Share

Recently I presented with my colleagues, Justin Borgman, CEO of Starburst, and Daniel Abadi, Chief Scientist, at The Data and AI Summit by Databricks and discussed the need for the data lakehouse architecture. The data lakehouse option is a very promising paradigm for data management because it combines the benefits of a data warehouse with the benefits of data lake. With Starburst on top, organizations are better able to analyze their data stored in data lakehouses.

 

The Need for a Better Approach to Data Management

The data management approach of the past, the data warehouse, requires too much copying and moving of data. With the data warehouse model, there is a lot of preparation and ETL (Extract, Transfer, and Load) necessary for data analysis and; therefore, the time-to-insight is often very slow. So, when businesses turn to their data analysts with a question, they aren’t able to get the answer as quickly and efficiently as they would like.

Traditionally data warehouses have been used to consolidate data; however, moving all this data into one central EDW (Enterprise Data Warehouse) is in many cases not practical: the time required is too long, it is a closed system which causes vendor lock-in, and it is typically very costly. In addition, data in these warehouses is harder to share within an organization.

Benefits of a Data Lakehouse

Data lakehouses have become a solution for some of the problems that a traditional data warehouse has. With a data lakehouse, business intelligence, reporting, data science, and machine learning experts are all able to work together on the same data, in all its different forms, within the data lakehouse. Furthermore, one of the main benefits of a data lakehouse is optionality: Justin highlighted this important change in data architecture which, “[allows] you as the customer, to ultimately have control and ownership over your data.” This optionality is three fold. Firstly, the lakehouse extends a data lake strategy. Customers can leave data in the lowest cost storage, no data movement is required, and bring data governance to the data lake. Secondly, you can use open data formats whenever possible. By using open file formats, you can work with multiple tools to access the same data and avoid vendor lock in. Lastly, a lakehouse enables a data consumption layer. This is where Starburst comes into play by being able to access data where it lives and still be able to query all your data together.

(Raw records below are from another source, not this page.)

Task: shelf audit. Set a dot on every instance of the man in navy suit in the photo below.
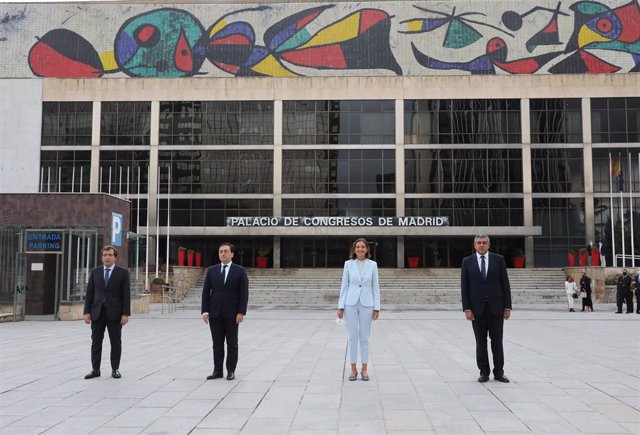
(486, 301)
(107, 306)
(225, 295)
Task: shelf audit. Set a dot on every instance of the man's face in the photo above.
(482, 246)
(108, 258)
(225, 254)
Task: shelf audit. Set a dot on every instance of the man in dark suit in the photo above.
(486, 301)
(107, 306)
(225, 295)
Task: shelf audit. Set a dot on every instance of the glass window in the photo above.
(121, 170)
(197, 171)
(339, 207)
(212, 212)
(463, 171)
(125, 123)
(557, 170)
(462, 121)
(338, 171)
(216, 122)
(66, 123)
(556, 120)
(615, 120)
(65, 171)
(469, 211)
(338, 122)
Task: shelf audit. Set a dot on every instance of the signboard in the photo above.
(44, 241)
(116, 229)
(339, 221)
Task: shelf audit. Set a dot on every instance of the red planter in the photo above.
(413, 262)
(262, 262)
(518, 262)
(595, 257)
(571, 258)
(190, 259)
(582, 258)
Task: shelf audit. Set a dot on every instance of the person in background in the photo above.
(585, 292)
(623, 292)
(359, 304)
(572, 290)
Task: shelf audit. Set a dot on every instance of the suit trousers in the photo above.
(224, 329)
(359, 320)
(97, 336)
(492, 324)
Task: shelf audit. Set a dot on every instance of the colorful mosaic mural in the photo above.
(291, 40)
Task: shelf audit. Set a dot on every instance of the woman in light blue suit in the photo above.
(359, 303)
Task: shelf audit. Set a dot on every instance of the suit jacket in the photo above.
(115, 296)
(496, 287)
(363, 286)
(225, 299)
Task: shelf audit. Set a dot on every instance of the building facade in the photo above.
(413, 125)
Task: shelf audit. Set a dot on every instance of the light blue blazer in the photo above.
(363, 286)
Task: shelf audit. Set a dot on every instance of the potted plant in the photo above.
(571, 257)
(262, 260)
(182, 251)
(582, 257)
(518, 260)
(190, 254)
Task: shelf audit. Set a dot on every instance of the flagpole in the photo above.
(621, 188)
(613, 239)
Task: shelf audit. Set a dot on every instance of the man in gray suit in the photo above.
(486, 301)
(107, 306)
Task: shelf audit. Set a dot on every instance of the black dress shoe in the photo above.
(93, 374)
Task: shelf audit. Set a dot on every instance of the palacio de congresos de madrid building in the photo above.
(292, 128)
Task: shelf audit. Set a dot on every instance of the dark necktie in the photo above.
(224, 268)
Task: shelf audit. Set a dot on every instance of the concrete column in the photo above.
(94, 181)
(152, 209)
(587, 159)
(277, 158)
(525, 127)
(400, 197)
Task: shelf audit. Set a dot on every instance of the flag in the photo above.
(615, 167)
(620, 180)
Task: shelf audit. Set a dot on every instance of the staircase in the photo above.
(397, 286)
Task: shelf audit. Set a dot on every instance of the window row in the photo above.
(441, 121)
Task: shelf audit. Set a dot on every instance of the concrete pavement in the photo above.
(570, 372)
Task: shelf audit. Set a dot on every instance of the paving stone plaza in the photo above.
(570, 373)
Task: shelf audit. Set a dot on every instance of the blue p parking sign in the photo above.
(116, 229)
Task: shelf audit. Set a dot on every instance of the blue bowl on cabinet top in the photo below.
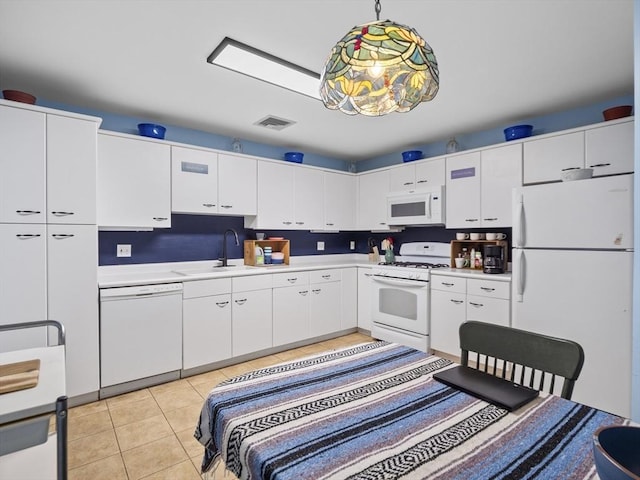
(616, 451)
(517, 131)
(295, 157)
(151, 130)
(411, 155)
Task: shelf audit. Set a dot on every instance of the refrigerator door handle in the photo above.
(521, 263)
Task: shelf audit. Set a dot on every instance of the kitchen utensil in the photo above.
(620, 111)
(295, 157)
(411, 155)
(18, 96)
(576, 174)
(151, 130)
(616, 451)
(517, 131)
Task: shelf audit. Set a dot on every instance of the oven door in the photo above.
(400, 303)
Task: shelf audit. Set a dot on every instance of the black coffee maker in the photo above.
(494, 261)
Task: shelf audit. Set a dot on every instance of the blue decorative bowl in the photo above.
(295, 157)
(411, 155)
(151, 130)
(517, 131)
(616, 451)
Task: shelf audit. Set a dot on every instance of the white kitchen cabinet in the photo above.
(194, 181)
(206, 317)
(23, 282)
(372, 200)
(324, 308)
(72, 296)
(237, 184)
(252, 328)
(290, 314)
(479, 187)
(606, 147)
(417, 176)
(71, 170)
(349, 291)
(339, 201)
(609, 148)
(364, 298)
(134, 182)
(455, 300)
(22, 170)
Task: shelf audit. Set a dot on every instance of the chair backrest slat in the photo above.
(524, 351)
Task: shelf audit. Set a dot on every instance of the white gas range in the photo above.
(400, 293)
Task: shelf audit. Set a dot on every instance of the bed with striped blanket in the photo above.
(373, 411)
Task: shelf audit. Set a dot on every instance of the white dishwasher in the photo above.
(140, 333)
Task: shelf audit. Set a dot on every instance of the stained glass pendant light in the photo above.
(379, 68)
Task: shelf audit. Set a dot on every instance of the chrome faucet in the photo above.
(224, 244)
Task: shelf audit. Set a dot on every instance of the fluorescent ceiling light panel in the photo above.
(255, 63)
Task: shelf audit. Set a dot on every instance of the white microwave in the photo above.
(425, 207)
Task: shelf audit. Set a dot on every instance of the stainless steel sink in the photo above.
(214, 269)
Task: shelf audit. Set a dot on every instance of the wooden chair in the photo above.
(522, 357)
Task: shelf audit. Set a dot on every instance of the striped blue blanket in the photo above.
(373, 412)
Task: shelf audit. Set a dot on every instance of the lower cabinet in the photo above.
(251, 310)
(206, 322)
(455, 300)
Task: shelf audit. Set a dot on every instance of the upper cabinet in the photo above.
(479, 185)
(607, 148)
(339, 201)
(48, 172)
(417, 176)
(372, 200)
(134, 182)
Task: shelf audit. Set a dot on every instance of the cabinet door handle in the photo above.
(28, 212)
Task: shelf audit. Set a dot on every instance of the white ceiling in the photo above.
(499, 61)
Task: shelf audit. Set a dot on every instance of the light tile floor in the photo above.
(148, 434)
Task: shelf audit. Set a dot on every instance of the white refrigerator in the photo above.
(572, 264)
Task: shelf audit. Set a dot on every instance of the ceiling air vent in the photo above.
(274, 123)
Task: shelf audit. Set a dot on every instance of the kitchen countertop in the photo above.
(110, 276)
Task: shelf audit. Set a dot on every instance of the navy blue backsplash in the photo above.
(199, 237)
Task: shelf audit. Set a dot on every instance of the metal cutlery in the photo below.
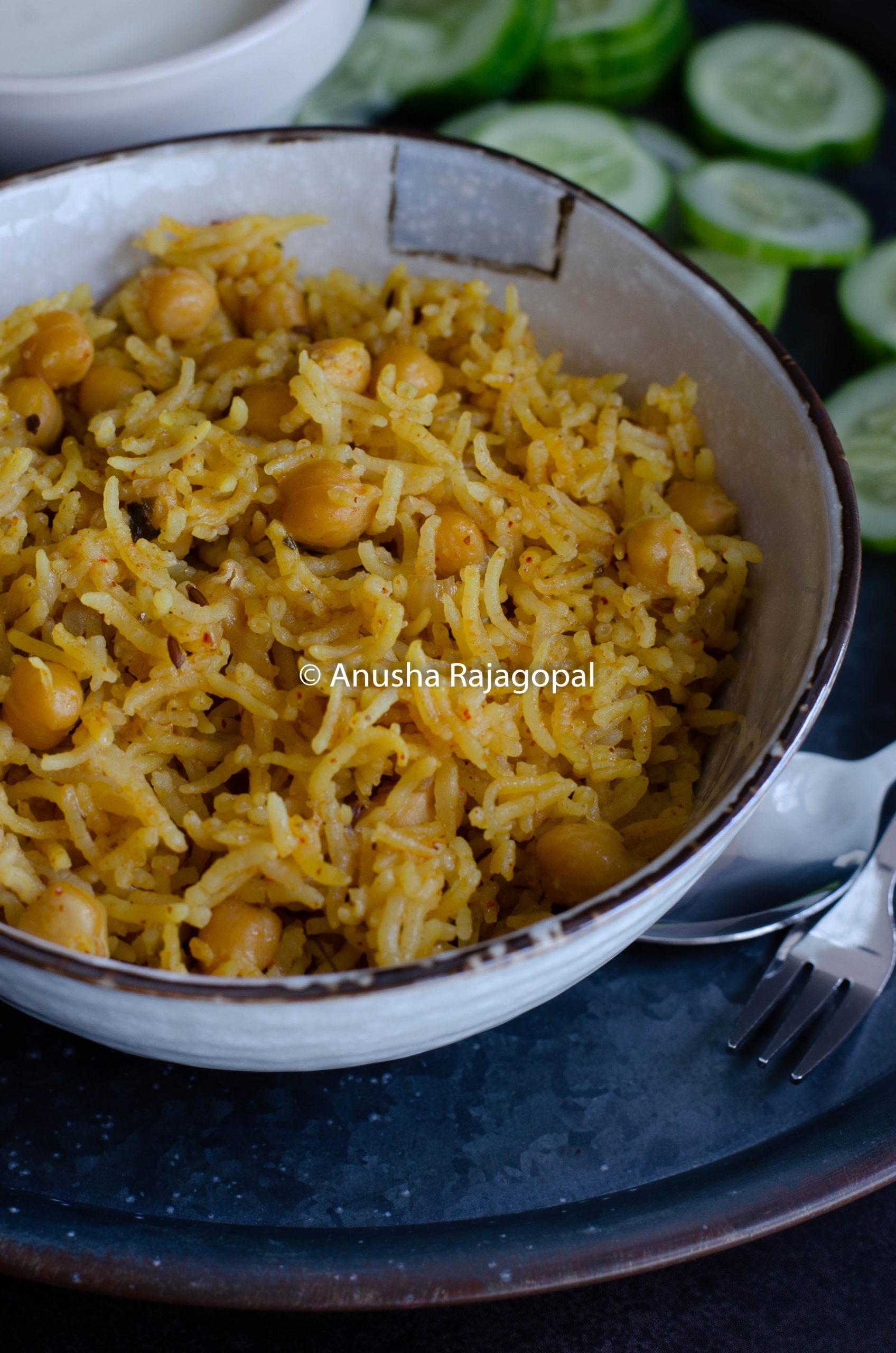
(796, 854)
(845, 958)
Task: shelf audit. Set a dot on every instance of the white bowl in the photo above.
(252, 78)
(613, 298)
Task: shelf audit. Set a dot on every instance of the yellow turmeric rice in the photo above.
(339, 626)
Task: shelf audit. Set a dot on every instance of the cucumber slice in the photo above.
(612, 51)
(449, 53)
(784, 94)
(772, 216)
(868, 300)
(676, 153)
(762, 288)
(864, 414)
(585, 145)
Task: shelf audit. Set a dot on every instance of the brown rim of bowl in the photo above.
(795, 726)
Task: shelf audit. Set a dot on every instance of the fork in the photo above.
(849, 953)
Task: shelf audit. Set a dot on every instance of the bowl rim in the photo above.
(279, 17)
(527, 942)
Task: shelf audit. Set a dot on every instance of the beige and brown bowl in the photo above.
(612, 296)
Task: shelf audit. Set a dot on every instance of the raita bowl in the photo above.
(613, 298)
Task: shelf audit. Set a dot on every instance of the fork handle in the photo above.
(864, 916)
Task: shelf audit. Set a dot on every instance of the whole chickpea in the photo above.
(34, 401)
(268, 402)
(581, 859)
(107, 387)
(458, 543)
(651, 547)
(60, 352)
(344, 362)
(242, 935)
(278, 306)
(181, 302)
(326, 506)
(67, 914)
(706, 506)
(413, 367)
(44, 702)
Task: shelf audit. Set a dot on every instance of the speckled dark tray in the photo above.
(601, 1134)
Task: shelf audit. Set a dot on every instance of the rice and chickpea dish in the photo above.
(227, 472)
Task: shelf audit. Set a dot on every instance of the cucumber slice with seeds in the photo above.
(784, 94)
(762, 288)
(866, 293)
(615, 52)
(586, 145)
(447, 53)
(773, 216)
(864, 414)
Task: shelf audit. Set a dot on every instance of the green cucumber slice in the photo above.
(866, 293)
(447, 53)
(762, 288)
(784, 94)
(864, 414)
(589, 54)
(673, 151)
(772, 216)
(586, 145)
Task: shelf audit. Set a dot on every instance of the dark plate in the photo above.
(605, 1133)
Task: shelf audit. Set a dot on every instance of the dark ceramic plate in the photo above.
(603, 1134)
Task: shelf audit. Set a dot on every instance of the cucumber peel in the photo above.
(772, 216)
(864, 416)
(786, 95)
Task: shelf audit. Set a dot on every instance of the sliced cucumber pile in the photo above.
(612, 52)
(784, 94)
(868, 300)
(589, 146)
(675, 152)
(864, 414)
(773, 216)
(762, 288)
(451, 52)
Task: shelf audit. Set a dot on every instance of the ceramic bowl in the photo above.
(255, 76)
(613, 298)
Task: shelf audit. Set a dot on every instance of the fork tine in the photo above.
(819, 988)
(851, 1013)
(773, 987)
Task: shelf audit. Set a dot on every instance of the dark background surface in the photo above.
(829, 1284)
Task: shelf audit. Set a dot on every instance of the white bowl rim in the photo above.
(97, 81)
(529, 941)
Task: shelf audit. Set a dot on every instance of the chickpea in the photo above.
(344, 362)
(706, 508)
(228, 356)
(458, 543)
(44, 702)
(417, 808)
(33, 400)
(60, 352)
(107, 387)
(67, 914)
(278, 306)
(653, 545)
(326, 506)
(241, 934)
(581, 859)
(268, 402)
(181, 302)
(412, 366)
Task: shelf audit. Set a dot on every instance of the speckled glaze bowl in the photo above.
(613, 298)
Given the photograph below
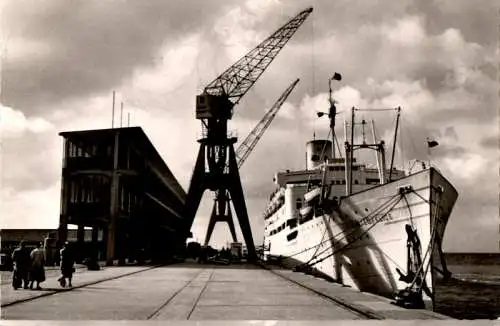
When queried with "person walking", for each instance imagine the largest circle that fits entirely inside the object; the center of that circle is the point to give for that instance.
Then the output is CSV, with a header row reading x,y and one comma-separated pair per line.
x,y
37,273
21,259
67,265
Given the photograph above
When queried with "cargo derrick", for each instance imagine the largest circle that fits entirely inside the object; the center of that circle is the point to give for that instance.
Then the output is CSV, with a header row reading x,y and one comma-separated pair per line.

Data Sharing: A Critical Progression

Another important aspect of the data lakehouse is the ability to easily share data. Right now, data sharing is a critical process. There has been a flip in the ”Don’t Share Data” mantra. Daniel described this mindset change as, “[Earlier] companies would worry about the risks of sharing data both within an organization and across organizations. Now it’s the opposite, now companies have to worry about the risk of not sharing data.”

Gartner Data Sharing Model

 

This is where Delta Sharing comes into the picture. Customers have the ability to share live data without having to copy it out. It also supports a wide range of clients using existing data formats, and it is secure and scalable. Delta Sharing works by communicating via a Delta server in order to access different data sets. The customer makes a request to the server for a data set. The server then responds with short-lived URLs that can be accessed directly from the data consumer. This allows for external data to be incorporated into data analysis.

Data Analysis - Under the Hood Diagram

Why Delta Lake?

Delta Lake helps to address many gaps in the data warehouse. It is an open source table format which means that there is no vendor lock-in. It is also stored as Parquet file format which has many the benefits of warehouse technologies, and you can deploy it from anywhere you want. In addition, it has time travel features, exposes metadata and statistics, and allows for data skipping and z-ordering to improve query performance

Why Data Lakehouse?

The data lakehouse combines the best of the data lake and data warehouse. It is, again, open source, but is also high performance, reduces data movement and overall costs, and better supports AI and ML workloads.

Data Lakehouse

 

Trino and Starburst’s Native Delta Lake Reader

Trino is a an open source high performance MPP SQL engine that has proven to be scalable and has high concurrency. It also allows for a separation of compute and storage, allows for greater optionality, and the ability to deploy it anywhere.

Starburst’s native Delta lake reader supports Delta transaction logs, data skipping and dynamic filtering, and it optimizes queries using file level statistics. The performance is much faster than the speed achievable with just Parquet file format. In a typical flow, data is ingested as it arrives into the system, it is then refined and aggregated, which leads to more efficient data analysis and machine learning later on. You have the ability to connect to a variety of BI and SQL tools and can run all operations from Starburst and Trino directly.

Data Flow Diagram

Data Lakehouse in Practice

During the pandemic, the health care community was hit hard with the need to turn digital and absorb an abundance of data in an efficient and comprehensible way. EMIS Health needed to understand the spread of COVID, while also monitoring other diseases. In addition, once vaccines were made available, there was another need to track the vaccine rollout. This meant that a lot of data from a variety of sources needed to be queried quickly. The query needed to be flexible, secure, and scalable. It was also needed in real time, something always ready for analysis. They found that the data lakehouse combined with Starburst provided a solution to all of their data needs, and is the future of their data analytics.